Los Estados Unidos han decidido reforzar su presencia militar en Oriente Medio con el despliegue del USS Gerald R. Ford, en un nuevo gesto de presión sobre Irán. El barco, considerado el más potente de la armada norteamericana, se encontraba en el Caribe como parte del dispositivo contra el narcotráfico impulsado por Donald Trump, pero será redirigido hacia la región en plena escalada de tensión con Teherán. El mismo presidente ha confirmado el movimiento y ha advertido que el envío responde al escenario abierto por las negociaciones indirectas sobre el programa nuclear iraní, que acaban de reanudarse. En declaraciones desde la Casa Blanca, el republicano ha asegurado que, si no hay acuerdo, la presencia del Gerald R. Ford será “necesaria”. A principios de semana, Trump ya había dejado entrever la posibilidad de enviar un segundo portaaviones si el diálogo con la república islámica fracasa; lo hizo en una entrevista con Axios.
“Si no tenemos un acuerdo, lo necesitaremos [el portaaviones]. Si tenemos un acuerdo, se irá. Se irá muy pronto. Tenemos uno que acaba de llegar [el USS Abraham Lincoln]. Si lo necesitamos, lo haremos servir. Lo tenemos listo, es una fuerza enorme”, ha afirmado. En paralelo a esta advertencia, fuentes norteamericanas citadas por The New York Times y por las cadenas ABC y Fox News apuntan que el Gerald R. Ford zarpará los próximos días con su grupo de escolta para dirigirse hacia el Golfo Pérsico, donde se uniría al grupo de ataque naval que llegó a la zona hace unas semanas.

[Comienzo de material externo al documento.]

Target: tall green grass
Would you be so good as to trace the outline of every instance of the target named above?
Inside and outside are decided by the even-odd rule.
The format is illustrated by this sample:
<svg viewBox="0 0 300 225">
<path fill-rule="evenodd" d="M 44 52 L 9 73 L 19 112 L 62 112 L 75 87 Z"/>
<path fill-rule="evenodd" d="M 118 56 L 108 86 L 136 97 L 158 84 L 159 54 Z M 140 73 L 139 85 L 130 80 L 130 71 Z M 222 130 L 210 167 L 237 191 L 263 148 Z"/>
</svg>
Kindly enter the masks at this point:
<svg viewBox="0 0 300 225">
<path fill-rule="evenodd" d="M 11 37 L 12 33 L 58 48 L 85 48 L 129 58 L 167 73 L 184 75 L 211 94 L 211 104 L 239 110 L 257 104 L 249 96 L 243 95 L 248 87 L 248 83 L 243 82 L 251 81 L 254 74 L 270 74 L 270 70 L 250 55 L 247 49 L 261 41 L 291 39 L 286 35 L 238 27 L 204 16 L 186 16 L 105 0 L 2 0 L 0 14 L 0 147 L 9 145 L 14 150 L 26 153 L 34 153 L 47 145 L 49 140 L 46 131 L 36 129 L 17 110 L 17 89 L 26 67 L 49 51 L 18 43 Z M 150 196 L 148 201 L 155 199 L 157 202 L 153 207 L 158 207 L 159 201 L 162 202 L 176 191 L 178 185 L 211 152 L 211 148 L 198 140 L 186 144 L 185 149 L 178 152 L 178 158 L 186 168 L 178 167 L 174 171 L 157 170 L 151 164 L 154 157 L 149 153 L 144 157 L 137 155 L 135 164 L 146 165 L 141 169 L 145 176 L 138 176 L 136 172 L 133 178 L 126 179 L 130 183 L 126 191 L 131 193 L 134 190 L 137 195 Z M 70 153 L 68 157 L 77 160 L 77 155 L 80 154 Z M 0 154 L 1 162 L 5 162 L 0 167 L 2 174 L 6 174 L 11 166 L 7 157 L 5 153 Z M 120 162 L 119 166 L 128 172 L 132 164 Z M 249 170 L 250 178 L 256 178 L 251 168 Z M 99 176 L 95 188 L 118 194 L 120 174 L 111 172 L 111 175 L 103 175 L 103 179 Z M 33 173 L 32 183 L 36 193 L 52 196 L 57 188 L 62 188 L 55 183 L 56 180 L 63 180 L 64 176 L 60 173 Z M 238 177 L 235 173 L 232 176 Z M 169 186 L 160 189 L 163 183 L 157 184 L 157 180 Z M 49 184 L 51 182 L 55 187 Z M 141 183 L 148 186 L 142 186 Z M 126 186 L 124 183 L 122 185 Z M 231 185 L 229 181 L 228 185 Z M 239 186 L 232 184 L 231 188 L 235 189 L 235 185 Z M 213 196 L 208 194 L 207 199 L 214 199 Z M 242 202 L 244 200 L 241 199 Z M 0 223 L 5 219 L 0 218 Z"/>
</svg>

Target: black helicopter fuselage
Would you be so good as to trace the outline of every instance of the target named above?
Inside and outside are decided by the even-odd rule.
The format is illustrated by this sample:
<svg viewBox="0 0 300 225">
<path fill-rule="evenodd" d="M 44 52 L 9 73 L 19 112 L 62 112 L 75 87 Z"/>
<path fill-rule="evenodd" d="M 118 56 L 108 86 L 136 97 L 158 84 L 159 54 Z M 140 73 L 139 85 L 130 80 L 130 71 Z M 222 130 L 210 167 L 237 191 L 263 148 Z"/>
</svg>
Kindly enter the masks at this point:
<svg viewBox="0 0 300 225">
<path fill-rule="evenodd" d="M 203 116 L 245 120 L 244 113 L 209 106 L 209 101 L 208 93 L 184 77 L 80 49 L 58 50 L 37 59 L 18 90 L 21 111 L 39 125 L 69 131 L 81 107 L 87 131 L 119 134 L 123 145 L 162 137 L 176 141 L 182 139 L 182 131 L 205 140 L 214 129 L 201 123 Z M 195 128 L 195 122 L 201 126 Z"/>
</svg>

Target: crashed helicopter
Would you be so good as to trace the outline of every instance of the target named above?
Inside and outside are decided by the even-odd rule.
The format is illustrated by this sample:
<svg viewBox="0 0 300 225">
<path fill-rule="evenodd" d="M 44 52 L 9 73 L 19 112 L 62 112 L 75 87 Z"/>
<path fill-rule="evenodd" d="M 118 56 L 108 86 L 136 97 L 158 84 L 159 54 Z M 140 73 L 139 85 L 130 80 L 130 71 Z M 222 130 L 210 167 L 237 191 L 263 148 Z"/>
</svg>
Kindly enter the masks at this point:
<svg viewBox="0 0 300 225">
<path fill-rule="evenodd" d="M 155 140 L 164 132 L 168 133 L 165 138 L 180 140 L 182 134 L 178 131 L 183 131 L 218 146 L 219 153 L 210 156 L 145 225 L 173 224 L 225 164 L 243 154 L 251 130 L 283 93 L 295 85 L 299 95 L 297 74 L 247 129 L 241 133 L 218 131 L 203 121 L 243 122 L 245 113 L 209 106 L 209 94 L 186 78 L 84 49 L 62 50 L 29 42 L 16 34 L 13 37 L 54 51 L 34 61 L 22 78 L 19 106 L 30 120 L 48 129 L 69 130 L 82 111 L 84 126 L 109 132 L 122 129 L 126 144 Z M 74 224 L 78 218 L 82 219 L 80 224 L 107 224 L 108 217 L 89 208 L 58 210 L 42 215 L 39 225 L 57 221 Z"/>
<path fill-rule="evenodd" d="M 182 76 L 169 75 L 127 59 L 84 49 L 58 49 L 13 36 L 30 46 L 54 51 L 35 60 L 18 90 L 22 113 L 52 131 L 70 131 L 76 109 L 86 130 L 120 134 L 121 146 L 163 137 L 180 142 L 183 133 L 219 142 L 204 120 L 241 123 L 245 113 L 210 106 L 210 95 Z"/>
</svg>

🇺🇸|•|President Trump on the USS Gerald R. Ford deployment to the Middle East: 'In case we don't make a deal, we'll need it... If we have a deal, we could cut it short, it will be leaving very soon.'
— WashingtonAmerica.Net (@WADailyNews) 13 de febrero de 2026
Leverage in Iran nuclear/ballistic talks amid ongoing tensions. pic.twitter.com/77F87BSJz1
El Gerald R. Ford inició un despliegue excepcional el pasado junio y, tras navegar por el Mediterráneo, fue trasladado al Caribe, donde a mediados de noviembre asumió una misión ligada a la campaña de presión de Washington contra el entonces gobierno de Nicolás Maduro en Venezuela. En aquel marco, aviones de combate embarcados en el Ford intervinieron en el ataque del 3 de enero en Caracas que acabó con la captura del líder bolivariano y de su esposa, Cilia Flores. Según ha revelado The New York Times, el calendario se ha ido estirando y la tripulación no volvería al puerto de origen, en Virginia, hasta finales de abril o principios de mayo, es decir, semanas más tarde del periodo que tenía programado para hacer allí reparaciones importantes.
El portaaviones más grande jamás construido
El Gerald R. Ford es mucho más que un simple portaaviones. Es el primer ejemplar de una nueva generación de gigantes navales diseñados para proyectar el poder de los Estados Unidos en cualquier rincón del planeta. Lleva el nombre del 38.º presidente estadounidense, Gerald R. Ford, que ocupó la Casa Blanca de manera breve tras la dimisión de Richard Nixon y no logró la reelección. El buque es el emblema de la nueva clase de portaaviones de la Armada estadounidense, que incluye también el John F. Kennedy y el Enterprise, todos ellos con tecnología avanzada y capacidades operativas nunca vistas hasta ahora. Con una capacidad ofensiva y logística descomunal, el portaaviones es hoy el símbolo visible del giro belicista que ha emprendido la administración Trump en su guerra contra el narcotráfico.